Dialogando com os jesuítas eslovacos, Francisco falou da tentação e da ideologia de “voltar atrás”. Talvez devamos admitir que é uma tentação vivida pelo fiel individual, pelas comunidades, pela Igreja toda...
Durante a viagem à Eslováquia, o Papa Francisco se encontrou com os jesuítas do país, em Bratislava. Como sempre ocorre, o Pe. Spadaro fez um relato do diálogo entre o pontífice e os coirmãos, publicado na íntegra na revista La Civiltà Cattolica.
O discurso – que causou um certo frisson em relação à referência a alguns prelados que “preparavam o conclave” –, na realidade, é um dos mais belos proferidos pelo papa no último período.
São palavras informais, nascidas de um debate em um clima de serenidade e amizade, mas há um ponto ao qual eu gosto de voltar, porque acredito que toca tanto na vida da Igreja, quanto das comunidades individuais, quanto ainda dos fiéis individuais, e diz respeito àquela que Bergoglio define como “tentação de voltar atrás”, definindo tal tentação como “uma ideologia que coloniza as mentes”.
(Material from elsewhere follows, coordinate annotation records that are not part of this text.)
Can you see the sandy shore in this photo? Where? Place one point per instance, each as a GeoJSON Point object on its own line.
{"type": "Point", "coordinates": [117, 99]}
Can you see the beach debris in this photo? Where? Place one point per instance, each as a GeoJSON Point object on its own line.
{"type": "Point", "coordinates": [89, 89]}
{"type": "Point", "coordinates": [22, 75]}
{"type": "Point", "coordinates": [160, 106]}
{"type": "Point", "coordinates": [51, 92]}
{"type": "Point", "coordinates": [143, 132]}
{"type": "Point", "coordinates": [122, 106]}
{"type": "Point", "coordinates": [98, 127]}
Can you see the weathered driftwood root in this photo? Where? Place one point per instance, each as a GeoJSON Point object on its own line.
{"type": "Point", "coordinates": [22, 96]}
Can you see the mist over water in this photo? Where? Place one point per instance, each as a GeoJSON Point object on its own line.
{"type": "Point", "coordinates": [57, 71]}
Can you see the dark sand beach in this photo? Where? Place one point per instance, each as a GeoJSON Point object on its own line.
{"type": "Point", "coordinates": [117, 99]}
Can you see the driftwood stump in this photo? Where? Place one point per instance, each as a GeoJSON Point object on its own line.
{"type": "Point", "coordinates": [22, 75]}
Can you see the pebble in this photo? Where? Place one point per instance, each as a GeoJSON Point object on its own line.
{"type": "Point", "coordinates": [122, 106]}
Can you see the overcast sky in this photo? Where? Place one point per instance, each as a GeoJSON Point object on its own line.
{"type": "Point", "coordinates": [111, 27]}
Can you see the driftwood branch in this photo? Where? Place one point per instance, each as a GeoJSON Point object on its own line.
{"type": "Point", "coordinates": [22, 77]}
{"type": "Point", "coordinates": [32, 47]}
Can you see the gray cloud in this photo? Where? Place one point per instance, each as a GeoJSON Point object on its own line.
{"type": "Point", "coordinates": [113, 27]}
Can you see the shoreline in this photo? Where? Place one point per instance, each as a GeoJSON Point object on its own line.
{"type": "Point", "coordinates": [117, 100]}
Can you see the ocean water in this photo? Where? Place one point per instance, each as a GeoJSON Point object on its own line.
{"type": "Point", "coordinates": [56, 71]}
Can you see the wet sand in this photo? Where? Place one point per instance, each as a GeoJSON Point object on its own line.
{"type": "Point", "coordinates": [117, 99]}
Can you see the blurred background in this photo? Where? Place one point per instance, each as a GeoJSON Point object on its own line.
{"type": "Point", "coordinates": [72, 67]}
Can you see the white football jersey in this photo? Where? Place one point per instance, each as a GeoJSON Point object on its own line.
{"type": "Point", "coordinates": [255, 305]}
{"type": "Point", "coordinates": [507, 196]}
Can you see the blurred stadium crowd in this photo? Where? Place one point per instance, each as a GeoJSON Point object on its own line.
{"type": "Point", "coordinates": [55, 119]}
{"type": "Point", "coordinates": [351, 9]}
Basta ter debaixo dos olhos, mesmo que distraidamente, certas notícias eclesiais para realmente se dar conta da presença desse fenômeno de querer olhar para o passado, de querer retroceder os ponteiros do relógio.
E, como bom mestre espiritual, o papa capta bem a origem da tentação, que está no medo, o medo da liberdade, tornando-se de fato um medo da vida: “A vida nos dá medo. Repito uma coisa que eu já disse ao grupo ecumênico com o qual me encontrei aqui antes de vocês: a liberdade nos dá medo”.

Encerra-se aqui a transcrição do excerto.